INTERNET WORLD Logo Abo

Junge User kaufen Mode bei eBay

Wer shoppt wo? (foto: Fotolia.com/Michael Röder)

Wer shoppt wo? (foto: Fotolia.com/Michael Röder)

Die Markenhersteller trendiger Mode riskieren Umsatzverluste, wenn sie bei der Auswahl ihrer Verkaufsplattformen allein auf die Größe des Anbietershops setzen und nicht überprüfen, ob ihre Zielgruppe dort einkaufen geht. Das ist das Ergebnisse der repräsentativen novomind-Studie "Marktplatzsortimente".

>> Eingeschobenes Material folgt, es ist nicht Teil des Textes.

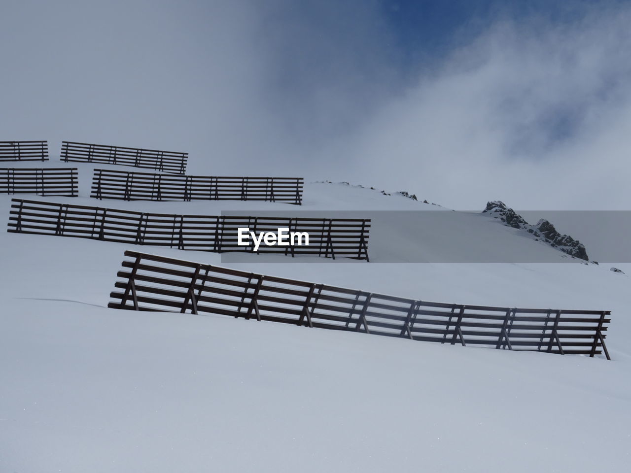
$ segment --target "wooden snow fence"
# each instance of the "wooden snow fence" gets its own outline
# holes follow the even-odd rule
[[[594,356],[607,310],[429,302],[125,252],[108,307],[213,313],[426,342]]]

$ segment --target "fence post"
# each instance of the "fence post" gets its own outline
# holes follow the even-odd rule
[[[504,320],[502,324],[502,329],[500,330],[500,337],[497,339],[497,344],[495,345],[495,349],[499,349],[502,347],[502,339],[505,340],[504,344],[503,349],[505,349],[508,346],[509,350],[512,349],[512,345],[510,344],[510,340],[509,339],[508,332],[506,331],[506,327],[509,325],[509,319],[510,318],[510,314],[512,311],[510,309],[506,309],[506,315],[504,316]]]
[[[182,305],[182,310],[180,310],[180,313],[184,313],[186,312],[186,308],[189,305],[189,300],[190,300],[192,307],[191,312],[196,315],[197,315],[197,299],[195,298],[195,283],[197,282],[197,278],[199,276],[201,269],[201,264],[198,264],[195,268],[195,272],[193,273],[192,277],[191,278],[191,284],[189,286],[189,290],[186,291],[186,296],[184,297],[184,302]]]
[[[300,178],[296,178],[296,201],[295,202],[299,206],[302,205],[302,199],[300,197]]]
[[[62,223],[62,214],[63,216],[63,223]],[[55,235],[62,237],[64,235],[64,230],[66,228],[66,219],[68,216],[68,206],[65,204],[59,204],[59,211],[57,214],[57,227],[55,228]]]
[[[458,313],[458,318],[456,321],[456,327],[454,328],[454,336],[451,337],[451,344],[455,345],[456,341],[457,339],[458,336],[460,337],[460,343],[463,346],[466,346],[464,344],[464,337],[463,336],[463,330],[460,328],[460,324],[463,322],[463,315],[464,315],[464,307],[466,306],[462,305],[460,307],[460,312]]]
[[[333,259],[335,259],[335,250],[333,248],[333,240],[331,238],[331,228],[333,225],[333,221],[329,220],[329,230],[327,231],[326,235],[326,247],[325,248],[324,257],[327,258],[329,257],[329,248],[331,248],[331,255]]]
[[[250,318],[250,315],[252,314],[252,311],[254,311],[254,313],[256,314],[256,320],[261,322],[261,313],[259,312],[259,303],[256,300],[256,298],[259,295],[259,291],[261,291],[261,286],[263,284],[263,279],[265,276],[259,276],[259,282],[256,283],[256,287],[254,288],[254,292],[252,293],[252,296],[250,298],[250,305],[248,307],[247,312],[245,314],[245,320],[247,320]]]
[[[368,323],[366,322],[366,312],[368,310],[368,306],[370,303],[370,299],[372,298],[372,293],[369,293],[366,296],[366,298],[363,301],[363,307],[362,308],[362,312],[359,315],[359,318],[357,320],[357,324],[355,325],[355,331],[359,332],[360,328],[362,327],[362,324],[363,324],[363,328],[365,330],[367,334],[370,334],[370,332],[368,329]],[[351,313],[351,317],[353,314]]]
[[[414,320],[416,318],[416,310],[420,305],[421,301],[412,301],[412,303],[410,305],[410,308],[408,310],[408,315],[405,317],[405,322],[403,323],[403,328],[401,329],[401,334],[399,336],[404,336],[406,332],[407,332],[408,336],[412,340],[414,339],[414,337],[412,336],[412,327],[414,325]]]
[[[548,351],[552,351],[552,342],[556,340],[559,348],[561,350],[561,354],[563,354],[563,348],[561,347],[561,342],[558,339],[558,336],[557,334],[557,327],[558,327],[558,321],[561,318],[561,311],[557,311],[557,316],[554,319],[554,324],[552,325],[552,330],[550,332],[550,341],[548,343]]]
[[[15,231],[22,231],[22,207],[24,206],[24,201],[20,199],[20,207],[18,209],[18,221],[15,223]]]
[[[305,303],[302,306],[302,310],[300,313],[300,318],[298,319],[298,324],[296,324],[297,325],[302,325],[302,321],[305,320],[305,318],[306,318],[307,324],[309,327],[313,328],[314,324],[311,322],[311,313],[309,312],[309,303],[311,301],[311,297],[312,296],[313,296],[314,294],[314,291],[316,290],[316,283],[313,283],[311,284],[311,287],[309,288],[309,291],[307,294],[307,298],[305,299]]]
[[[603,324],[604,323],[604,312],[600,313],[600,320],[598,321],[598,326],[596,327],[596,332],[594,333],[594,344],[592,345],[591,353],[589,354],[589,358],[593,358],[594,356],[596,354],[596,349],[598,346],[598,339],[600,339],[601,342],[603,344],[603,347],[604,347],[604,341],[603,338],[603,334],[601,330],[603,329]],[[606,348],[604,349],[605,354],[607,356],[607,359],[610,359],[609,353],[606,353]]]
[[[136,293],[136,283],[134,282],[134,278],[136,277],[136,273],[138,271],[138,267],[140,266],[140,260],[142,257],[138,255],[136,257],[136,262],[134,263],[134,266],[131,269],[131,272],[129,273],[129,277],[127,281],[127,287],[125,288],[125,292],[122,295],[122,298],[121,299],[121,308],[125,308],[125,305],[127,303],[127,299],[129,296],[129,293],[131,293],[132,299],[134,301],[134,310],[139,310],[138,307],[138,296]]]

Beispiel karstadt.de: Die Internetplattform rangiert zwar in der deutschen Kundenwahrnehmung unter den Top-Five der großen Warensortiment-Anbieter. Bis zu der konsumfreudigen Zielgruppe der 14-bis 29-Jährigen hat sich das breit aufgestellte Modeangebot jedoch noch nicht herumgesprochen. So wird jeder vierte junge Onlineshopper als potentieller Kunde des Einkaufsriesen nicht erreicht. Umso mehr kommt es für die Markenhersteller darauf an, einen Wunschmarktplatz auf den Bekanntheitsgrad bei ihren Zielgruppen hin zu überprüfen, schreibt die Studie.

Die besten Aussichten für Anbieter junger Mode bietet im Beispielsfall das Internet-Auktionshaus eBay. Denn knapp 90 Prozent der 14- bis 29-jährigen Internet-Konsumenten ist hier regelmäßig auf der Suche nach kostspieligen Labeln wie G-Star, Jack & Jones oder Ed Hardy. Ein umgedrehtes Bild zeigt sich dagegen bei der Generation 50 Plus: Knapp die Hälfte dieser Käufergruppe lässt den virtuellen Marktplatz von eBay bei Modeeinkäufen außer Acht und gibt stattdessen dem Frankfurter Traditionsversandhaus von Neckermann den Vorzug. Mehr als 80 Prozent dieser Internet-Klientel steuern in Modefragen gezielt neckermann.de an.